Cool As Ice

Jacob LaGesse, Editor-in-Chief

Whether it’s flying around the rink or gripping the wall, many in Clayton have come to appreciate the Shaw Park Ice Rink for its fun and sentimental value.

Clayton Parks and Recreation

Built in 1960, the ice rink was made to last for about 50 years, and 2015 is its 55th birthday. The age of the ice rink is a big issue to Clayton Alderman Alex Berger III. Because its old age, it is hard to find parts to replace those that break.

“You can only repair these machines to a point where you can’t get parts and parts have to be custom made,” Berger said. “It becomes a losing battle.”

According to Berger, replacing it is a must if Clayton still wants an ice rink. If the rink was to stay as it is, “at some point in time it would go away.”

A survey done by the city revealed that the majority of residents want to continue to have an ice rink in Clayton. For long-time residents, the rink holds much sentimental value. Clayton’s director of Parks and Recreation, Patty DeForrest, knows of this significance to the public.

“I think there are good memories for most families tied to the rink whether the adults use it much or not,” DeForrest said.

However, in April of 2014, a proposition to raise taxes to pay for a $12 million multipurpose facility that would replace the Shaw Park Ice Rink was declined by voters. They did not think that having a new rink was worth an increase in their taxes. Nevertheless, since then, Clayton’s Board of Aldermen has worked to build the new ice rink anyway.

While it may seem that the city is going against public interest, ex-alderman of Clayton and supporter of the new rink Michelle Harris disagrees.

“The current options being considered are not [the original plan],” Harris said. The plan for reconstruction has changed from the one voted against by citizens and the Board thinks that this will make a difference in the public’s view of the project.

The major difference between the plan that was declined by voters and the current plan is the subtraction of a roof. The original plans that were voted down included a roof above the rink allowing skaters to use the rink year-round. Because of this change, the price of the plan has decreased to $6 million. This new plan would not raise taxes.

“[The money] would come from existing funds,” DeForrest said.

An important feature of the new rink would be its size. The current ice rink is under regulation size for ice hockey and therefore is not used by CHS for its hockey teams. However, Clayton’s hockey teams could have the ability to use the new rink to practice and play games.

Winter sports would not be the only ones benefiting from the reconstruction of the rink. The ice-skating season lasts for about 3 months, from the end of November through the middle of February. The plans for the new ice rink, however, include turning it into a turf field that can be used for different sports or events throughout the rest of the year. Adding an extra field would benefit athletics in Clayton by reducing the demand for fields in Shaw Park by recreational teams.

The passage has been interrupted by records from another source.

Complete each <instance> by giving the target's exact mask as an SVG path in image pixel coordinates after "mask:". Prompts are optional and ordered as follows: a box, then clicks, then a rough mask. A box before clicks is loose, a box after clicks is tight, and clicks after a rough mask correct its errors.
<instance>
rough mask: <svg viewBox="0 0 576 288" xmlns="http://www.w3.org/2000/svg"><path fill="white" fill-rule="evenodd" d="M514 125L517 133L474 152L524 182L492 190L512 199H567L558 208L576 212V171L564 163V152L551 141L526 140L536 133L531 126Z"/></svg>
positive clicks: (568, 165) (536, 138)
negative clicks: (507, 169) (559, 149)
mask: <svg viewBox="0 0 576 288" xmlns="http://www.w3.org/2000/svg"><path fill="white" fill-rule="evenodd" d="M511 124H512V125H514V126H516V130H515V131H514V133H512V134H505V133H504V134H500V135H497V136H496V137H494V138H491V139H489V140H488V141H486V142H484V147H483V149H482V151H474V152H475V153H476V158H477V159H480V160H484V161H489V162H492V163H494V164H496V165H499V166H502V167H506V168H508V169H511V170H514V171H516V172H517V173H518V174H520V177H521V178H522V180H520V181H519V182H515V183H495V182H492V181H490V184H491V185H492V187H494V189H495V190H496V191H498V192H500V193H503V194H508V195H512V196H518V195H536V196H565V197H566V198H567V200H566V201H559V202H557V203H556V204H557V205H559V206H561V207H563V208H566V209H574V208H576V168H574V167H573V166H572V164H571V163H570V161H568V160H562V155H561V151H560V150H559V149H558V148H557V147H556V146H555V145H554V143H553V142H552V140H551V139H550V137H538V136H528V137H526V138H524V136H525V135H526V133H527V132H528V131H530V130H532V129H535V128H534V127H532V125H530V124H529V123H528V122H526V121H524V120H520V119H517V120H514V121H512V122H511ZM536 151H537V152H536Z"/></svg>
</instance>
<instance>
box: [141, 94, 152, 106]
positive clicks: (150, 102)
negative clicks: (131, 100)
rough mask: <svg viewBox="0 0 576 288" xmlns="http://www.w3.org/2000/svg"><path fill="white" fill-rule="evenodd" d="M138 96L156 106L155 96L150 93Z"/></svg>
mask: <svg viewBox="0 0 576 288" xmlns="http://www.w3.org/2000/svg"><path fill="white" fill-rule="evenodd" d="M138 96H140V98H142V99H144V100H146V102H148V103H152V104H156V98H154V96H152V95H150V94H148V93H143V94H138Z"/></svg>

“Opening up the field for usage is almost more important than the ice, because think about all the different teams that could use it and all the nine months of the year it would be available,” Harris said.

As the plan nears implementation, the final stages of the process will include public input. There will be several public forums held where residents can voice their opinions. Harris encourages people to go and talk about their views on the project.

“Community input is really important in Clayton, and people listen,” Harris said.

“The plan will be part of the ongoing agenda for the Parks and Recreation commission,” Berger said. Students can hope to see the new rink constructed by the start of the 2018 season.

While having a new ice rink is advantageous in many ways to the city and its residents, some will be sad to see the old rink go. The Shaw Park ice rink has been an iconic piece of Clayton history, and many residents have grown up around it.  

“Students’ fathers, mothers, grandfathers, grandmothers, aunts and uncles all benefitted from this great asset, as [the students] will,” Berger said.